Built space is both a physical entity as well as a socially and historically constructed place. It constantly interacts with human beings, affecting their behavior, thinking, and feeling. Doing religious work in a particular environment implies acknowledging the surroundings to be integral to theology itself. The contributors to this volume view buildings, scriptures, conversations, prayers, preaching, artifacts, music and drama, and built and natural surroundings as contributors to a contextual theology.
The view of the environment in which religion is practiced as integrated with theology represents not just a new theme but also a necessity if one is to understand religion's own depth. Reflections about space and place and how they reflect and affect religious experience provide a challenge and an urgent necessity for theology. This is particularly important if religious practitioners are to become aware of how theology is given expression in the existential spatiality of life. Can space set theology free? This is a challenging question, one that the editor hopes can be answered, at least in part, in this volume.

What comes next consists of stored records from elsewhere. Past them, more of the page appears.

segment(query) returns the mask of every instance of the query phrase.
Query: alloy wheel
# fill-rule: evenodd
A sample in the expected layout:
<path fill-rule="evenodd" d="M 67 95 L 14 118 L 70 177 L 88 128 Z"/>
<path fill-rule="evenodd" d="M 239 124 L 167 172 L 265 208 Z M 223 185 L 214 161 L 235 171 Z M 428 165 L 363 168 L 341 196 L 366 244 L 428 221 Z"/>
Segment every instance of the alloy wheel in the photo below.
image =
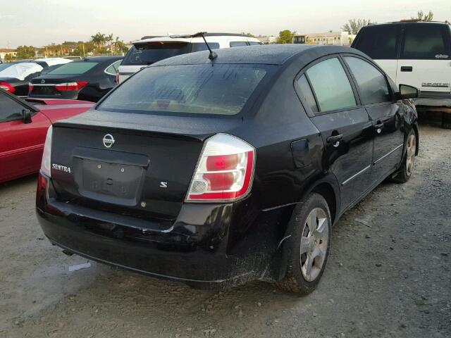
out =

The diversity of theoretical concepts in aesthetics, cultural theory, and architecture are not regarded as a problem to be solved by constructing one overarching dominant theory. Instead, this diversity is viewed in terms of its positive potential to inspire discourse about theology and aesthetics. In this discourse, theology does not need to become fully dependent on one or another theory, but should always clearly present its criteria for choosing this or that theoretical framework. This volume shows clearly how different modes of design in sacred spaces capture a sense of the religious.